VocalisHealth pioneers a complementary approach, aiming to detect vocal biomarkers. The biomarker is an indicator that signals the presence of a disease, and, most often, the severity of the disease. VocalisHealth has also built a significant database of biomarkers for many known diseases (COVID-19 included), in the form of voice samples collected through more than 250,000 records from more than 50,000 people. Advanced machine learning and deep learning mechanisms are used for the analysis of new voice samples, integrated into a customized platform for healthcare screening, triage, and continuous remote monitoring of health.

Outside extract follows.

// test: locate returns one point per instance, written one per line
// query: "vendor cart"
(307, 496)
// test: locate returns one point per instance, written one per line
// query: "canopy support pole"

Another area of ​​impact is astronomy, where recently a team of astronomers and computer scientists from the University of Warwick identified 50 new planets using AI techniques, marking a technological breakthrough in astronomy. To do this, they have built a machine learning algorithm for analyzing old NASA data containing thousands of potential candidates for planet status. The classic method of searching for exoplanets (planets outside our solar system) is to detect decreases in the amount of light from a star under observation, a sign that a planet has passed through the telescope and that star. But these drops can also be caused by background interference or even camera errors.
The merit of the deep learning algorithm is that, by training, it manages to accurately separate the planets from the false-positives, and this on old, unconfirmed data, resulting in this set of new “registered” planets. The approach is a first, in the sense that such techniques have been used in astronomy only for the classification of planets, but never for their validation in the probabilistic realm.


We believe that the conclusions at the end of this short history of AI are multiple and we encourage you to find them for yourself and share them with us. We appreciate that perhaps the most important thing to recognize is that, whether it is welcome or feared, or whether it is considered to be truly competent and useful or not, AI makes its presence felt in more and more areas, with smaller or larger steps. Despite many current shortcomings, including the cumbersome generalization or the need for huge computing power, there are certain advantages, such as the increasing attention enjoyed by researching mathematical models, the existence of a large dataset for analysis, and the sympathy it receives among the public so that we are entitled to believe that AI will be a partner in our lives for a long time to come. It depends only on our choices that this partner will be a guarantor of improving the quality of life and not a threat.